Boiling vegetables are beneficial for people who are prone to forming calcium kidney stones, that can be caused by excess oxalic acid or an organic plant compound in the body. Boiling oxalate-rich vegetables such as Swiss chard, spinach and beets releases most of these oxalates into the cooking water.
Consuming some raw vegetables is a good way to make sure that you are ingesting beneficial water-soluble vitamins such as B and C and also enzymes, that cooking often destroys.
While not all vegetable is most nutritious eaten raw, there are exceptions in general, consuming them raw keeps the vitamins, enzymes and phytochemicals intact.
Steaming veggies can preserve nutrients, color, shape, and texture, without having to add any unnecessary fats through ingredients like oils or butter. To steam, place food into a steam basket and cover over simmering water. Since food is not directly touching the water, vegetables retain more of their nutrients. Just watch steaming closely so as not to overcook your veggies.

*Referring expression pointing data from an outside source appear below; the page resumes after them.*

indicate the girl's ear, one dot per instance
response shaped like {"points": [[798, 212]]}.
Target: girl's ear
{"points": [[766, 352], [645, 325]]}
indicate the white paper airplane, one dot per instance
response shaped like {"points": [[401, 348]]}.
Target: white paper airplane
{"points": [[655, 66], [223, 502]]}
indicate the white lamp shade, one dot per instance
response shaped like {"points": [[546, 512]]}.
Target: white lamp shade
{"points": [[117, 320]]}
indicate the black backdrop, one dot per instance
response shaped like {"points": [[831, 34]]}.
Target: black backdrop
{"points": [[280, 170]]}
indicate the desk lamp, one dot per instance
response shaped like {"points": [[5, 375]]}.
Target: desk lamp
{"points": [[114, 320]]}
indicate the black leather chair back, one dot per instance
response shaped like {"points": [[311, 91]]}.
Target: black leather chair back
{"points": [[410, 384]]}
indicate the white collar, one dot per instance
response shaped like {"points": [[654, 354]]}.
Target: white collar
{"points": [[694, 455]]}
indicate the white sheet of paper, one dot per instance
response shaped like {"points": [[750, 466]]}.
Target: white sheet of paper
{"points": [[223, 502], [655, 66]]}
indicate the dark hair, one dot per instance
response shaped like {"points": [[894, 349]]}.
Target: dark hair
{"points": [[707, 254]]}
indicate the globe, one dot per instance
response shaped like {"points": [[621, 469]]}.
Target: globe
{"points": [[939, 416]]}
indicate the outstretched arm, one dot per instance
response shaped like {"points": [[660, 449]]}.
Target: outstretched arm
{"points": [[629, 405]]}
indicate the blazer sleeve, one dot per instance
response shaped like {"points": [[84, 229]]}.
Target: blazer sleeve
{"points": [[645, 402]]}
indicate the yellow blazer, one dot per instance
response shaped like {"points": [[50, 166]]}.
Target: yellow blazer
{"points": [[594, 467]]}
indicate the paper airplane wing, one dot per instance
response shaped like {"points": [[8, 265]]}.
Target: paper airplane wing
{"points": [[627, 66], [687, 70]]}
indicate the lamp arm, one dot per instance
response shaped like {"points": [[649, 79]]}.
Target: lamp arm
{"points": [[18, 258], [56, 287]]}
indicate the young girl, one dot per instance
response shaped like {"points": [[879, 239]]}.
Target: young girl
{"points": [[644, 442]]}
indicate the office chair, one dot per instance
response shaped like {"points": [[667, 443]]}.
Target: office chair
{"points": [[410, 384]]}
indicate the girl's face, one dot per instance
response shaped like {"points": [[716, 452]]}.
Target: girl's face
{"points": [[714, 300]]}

Stir-frying is a good option because while the heat is high, it’s quick. That sears the vegetables quickly, locking in important nutrients and maintaining their color and texture. Be sure to use small amounts of oil and choose healthier varieties (like olive or vegetable oil).
It’s a myth that microwaving your vegetables destroys their nutrients. In fact, microwaving is one of the simplest and quickest methods — and there is no fat added. Just be sure you don’t add much water.
Sautéing is an easy and quick way to cook vegetables with little oil. Sautéed vegetables retain their minerals and vitamins, as well as color and taste. This method is best suited for tender vegetables, like baby artichokes, asparagus, sweet peppers, snow peas, mushrooms and onions.